EU Parliament DDoS attack: The EU Parliament said its servers were subject to a DDoS attack hours after they proclaimed the Russian government as a sponsor of terrorism. A pro-Kremlin hacktivist group took credit for the attack, according to Roberta Metsola, President of the EU Parliament. The agency's website resumed operations after two hours.

Guadeloupe cyberattack: In a message posted on its official website, the government of the Caribbean island Guadeloupe, a French overseas region, said it was hit by "a large-scale computer attack." Officials said they shut down all affected systems to protect data and diagnose the problem. The incident took place on Monday, and systems have yet to be restored. Security experts believe this is a ransomware attack, although the perpetrators have not yet been identified.
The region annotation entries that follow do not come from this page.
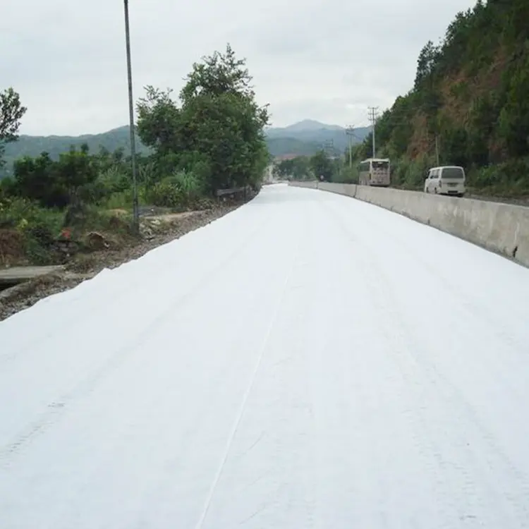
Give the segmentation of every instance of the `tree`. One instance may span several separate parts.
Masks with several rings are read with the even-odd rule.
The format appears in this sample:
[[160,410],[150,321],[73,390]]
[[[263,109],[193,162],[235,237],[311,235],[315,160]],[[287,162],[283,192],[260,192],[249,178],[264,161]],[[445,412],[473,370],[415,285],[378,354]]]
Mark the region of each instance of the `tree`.
[[4,145],[18,139],[20,119],[27,110],[20,104],[20,97],[13,88],[0,92],[0,167],[4,164]]
[[320,150],[310,158],[310,166],[316,178],[331,181],[334,173],[334,166],[325,151]]
[[[227,45],[193,66],[180,101],[152,86],[138,104],[138,131],[165,171],[200,174],[205,189],[258,186],[269,162],[260,107],[245,60]],[[168,163],[170,161],[170,163]]]

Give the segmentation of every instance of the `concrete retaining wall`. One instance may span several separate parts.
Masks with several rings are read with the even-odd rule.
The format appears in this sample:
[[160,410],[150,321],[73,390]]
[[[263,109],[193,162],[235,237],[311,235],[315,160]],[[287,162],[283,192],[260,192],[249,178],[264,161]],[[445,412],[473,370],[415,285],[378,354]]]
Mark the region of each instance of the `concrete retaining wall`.
[[529,267],[529,208],[400,189],[327,182],[291,186],[346,195],[409,217]]

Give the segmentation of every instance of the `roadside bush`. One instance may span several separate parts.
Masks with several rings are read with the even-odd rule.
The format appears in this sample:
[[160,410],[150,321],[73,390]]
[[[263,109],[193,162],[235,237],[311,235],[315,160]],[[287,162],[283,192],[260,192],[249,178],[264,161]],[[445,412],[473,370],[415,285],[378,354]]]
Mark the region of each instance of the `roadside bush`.
[[335,183],[358,183],[358,168],[353,166],[342,167],[339,174],[334,173],[331,176],[331,181]]
[[154,184],[146,198],[154,206],[186,209],[195,207],[202,196],[202,182],[196,175],[179,171]]
[[61,232],[62,220],[61,212],[40,207],[26,199],[0,202],[0,229],[15,230],[20,234],[25,257],[34,264],[53,262],[53,245]]

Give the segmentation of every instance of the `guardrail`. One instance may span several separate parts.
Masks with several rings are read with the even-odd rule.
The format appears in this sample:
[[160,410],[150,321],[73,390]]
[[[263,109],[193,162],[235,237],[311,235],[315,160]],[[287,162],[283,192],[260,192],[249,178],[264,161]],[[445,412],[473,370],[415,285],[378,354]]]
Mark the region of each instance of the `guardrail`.
[[529,207],[355,184],[291,182],[290,185],[370,202],[529,267]]

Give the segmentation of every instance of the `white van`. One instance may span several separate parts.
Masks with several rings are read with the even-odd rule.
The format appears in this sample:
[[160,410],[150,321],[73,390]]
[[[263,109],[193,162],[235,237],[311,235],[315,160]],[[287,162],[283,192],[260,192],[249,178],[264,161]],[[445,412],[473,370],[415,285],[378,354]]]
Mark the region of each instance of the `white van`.
[[425,181],[425,193],[437,195],[454,195],[462,197],[465,194],[465,169],[458,166],[432,167]]

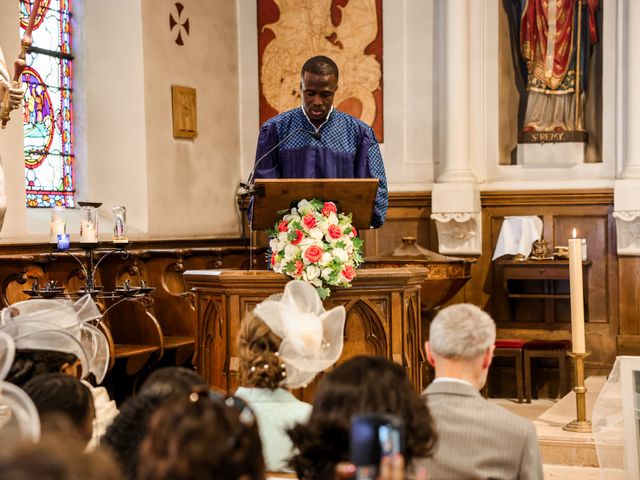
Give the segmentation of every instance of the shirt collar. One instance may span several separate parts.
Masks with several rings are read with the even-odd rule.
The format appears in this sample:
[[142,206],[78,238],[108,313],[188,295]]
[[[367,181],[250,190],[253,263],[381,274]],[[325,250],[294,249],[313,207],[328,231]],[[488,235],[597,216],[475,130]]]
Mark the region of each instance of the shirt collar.
[[469,385],[470,387],[473,387],[473,384],[471,382],[467,382],[466,380],[462,380],[461,378],[454,378],[454,377],[434,378],[432,383],[440,383],[440,382],[461,383],[462,385]]
[[331,118],[331,114],[333,113],[333,105],[331,105],[331,109],[329,110],[329,113],[327,114],[327,118],[324,119],[324,122],[322,122],[318,128],[316,128],[316,126],[313,124],[313,122],[311,120],[309,120],[309,117],[307,116],[307,112],[304,111],[304,105],[300,105],[300,110],[302,110],[302,114],[304,115],[304,118],[306,118],[307,122],[309,122],[311,124],[311,127],[313,127],[313,129],[316,132],[319,132],[320,129],[324,126],[324,124],[329,121],[329,118]]

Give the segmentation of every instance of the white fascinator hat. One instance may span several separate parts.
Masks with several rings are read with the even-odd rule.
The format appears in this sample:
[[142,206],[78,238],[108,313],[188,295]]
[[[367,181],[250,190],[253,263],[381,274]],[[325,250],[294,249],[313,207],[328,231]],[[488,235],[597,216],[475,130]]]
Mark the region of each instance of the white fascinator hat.
[[101,316],[90,295],[76,302],[32,299],[2,310],[0,330],[13,337],[16,348],[73,353],[82,364],[82,377],[93,373],[101,383],[109,368],[109,343],[104,334],[89,323]]
[[12,383],[4,382],[15,356],[13,339],[0,332],[0,438],[40,439],[40,417],[29,395]]
[[288,388],[307,386],[342,354],[344,307],[325,310],[308,283],[290,281],[282,295],[258,304],[253,313],[282,339],[278,355],[285,364],[283,385]]

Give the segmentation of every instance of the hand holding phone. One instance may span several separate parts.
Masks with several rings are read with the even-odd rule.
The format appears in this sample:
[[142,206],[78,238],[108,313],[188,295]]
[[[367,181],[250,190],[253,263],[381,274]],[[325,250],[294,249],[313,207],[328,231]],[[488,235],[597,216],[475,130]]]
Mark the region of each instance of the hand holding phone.
[[[404,422],[400,417],[368,414],[351,418],[350,458],[356,468],[357,480],[377,479],[381,463],[391,467],[403,454]],[[386,473],[396,470],[391,468]]]

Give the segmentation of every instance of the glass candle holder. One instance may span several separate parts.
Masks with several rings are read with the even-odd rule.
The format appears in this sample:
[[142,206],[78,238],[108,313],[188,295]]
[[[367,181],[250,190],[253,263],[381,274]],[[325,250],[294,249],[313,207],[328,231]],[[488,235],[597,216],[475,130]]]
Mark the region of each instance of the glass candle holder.
[[98,211],[95,207],[80,208],[80,243],[98,243]]
[[49,243],[58,243],[58,235],[67,233],[67,210],[56,205],[51,209],[51,222],[49,223]]
[[111,209],[113,212],[113,243],[127,243],[127,209],[116,205]]

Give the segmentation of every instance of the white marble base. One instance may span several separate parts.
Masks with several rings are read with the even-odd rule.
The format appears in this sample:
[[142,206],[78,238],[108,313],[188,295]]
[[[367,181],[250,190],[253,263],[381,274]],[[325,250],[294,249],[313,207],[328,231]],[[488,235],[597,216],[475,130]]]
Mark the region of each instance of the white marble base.
[[518,165],[524,167],[572,167],[584,163],[585,144],[519,143]]

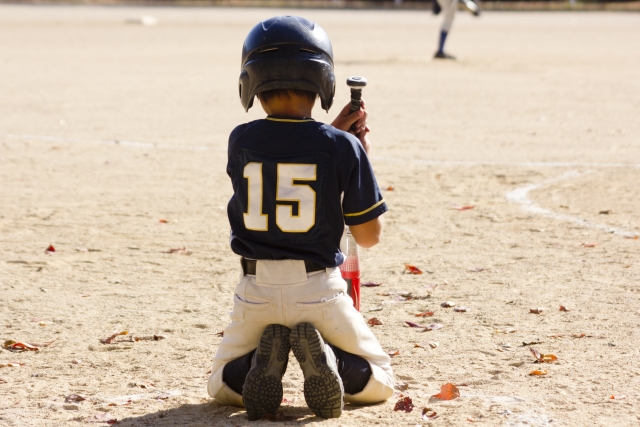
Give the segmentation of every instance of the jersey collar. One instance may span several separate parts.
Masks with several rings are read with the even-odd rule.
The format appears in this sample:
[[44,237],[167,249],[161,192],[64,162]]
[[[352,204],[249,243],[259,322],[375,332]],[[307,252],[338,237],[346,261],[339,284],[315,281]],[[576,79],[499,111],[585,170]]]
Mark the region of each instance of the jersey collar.
[[304,123],[304,122],[315,122],[310,117],[278,117],[278,116],[267,116],[265,120],[270,120],[272,122],[284,122],[284,123]]

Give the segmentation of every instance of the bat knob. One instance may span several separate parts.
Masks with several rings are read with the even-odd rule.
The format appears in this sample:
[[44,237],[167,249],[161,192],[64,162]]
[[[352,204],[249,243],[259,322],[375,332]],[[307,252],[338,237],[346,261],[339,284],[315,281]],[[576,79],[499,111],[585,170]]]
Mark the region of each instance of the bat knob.
[[362,76],[351,76],[347,79],[347,86],[350,88],[363,88],[367,85],[367,79]]

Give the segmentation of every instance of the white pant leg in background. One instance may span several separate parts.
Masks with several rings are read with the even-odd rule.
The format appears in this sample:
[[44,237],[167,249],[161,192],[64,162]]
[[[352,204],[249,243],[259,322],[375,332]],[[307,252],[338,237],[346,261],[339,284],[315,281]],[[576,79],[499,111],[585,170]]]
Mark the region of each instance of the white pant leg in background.
[[442,16],[444,18],[440,30],[448,33],[449,30],[451,30],[451,26],[453,25],[453,18],[456,15],[456,10],[458,10],[458,0],[437,1],[440,5],[440,9],[442,9]]
[[[242,406],[242,396],[222,380],[224,366],[258,346],[271,324],[288,328],[309,322],[323,339],[369,362],[372,375],[365,388],[345,395],[347,402],[369,404],[393,394],[391,358],[353,307],[347,285],[337,268],[307,275],[302,261],[258,261],[255,276],[244,276],[236,286],[231,324],[213,360],[207,390],[222,404]],[[292,356],[291,356],[292,357]]]

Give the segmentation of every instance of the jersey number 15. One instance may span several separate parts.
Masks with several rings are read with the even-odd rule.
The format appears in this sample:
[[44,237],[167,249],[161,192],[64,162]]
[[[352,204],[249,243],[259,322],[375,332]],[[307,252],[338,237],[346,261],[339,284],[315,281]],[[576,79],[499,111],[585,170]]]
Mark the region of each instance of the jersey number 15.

Ransomware on Indian hospital: A suspected ransomware attack has disrupted the IT network of the All India Institute of Medical Sciences (AIIMS), one of India's largest medical schools and hospitals. The Hindustan Times said this would mark the first instance of a major Indian hospital being affected by ransomware. Healthcare organizations, and especially hospitals, have been constantly targeted by ransomware gangs all over the US and Europe for the past five years, but as these organizations are getting better at protecting their networks, ransomware attacks are now hitting other countries as well.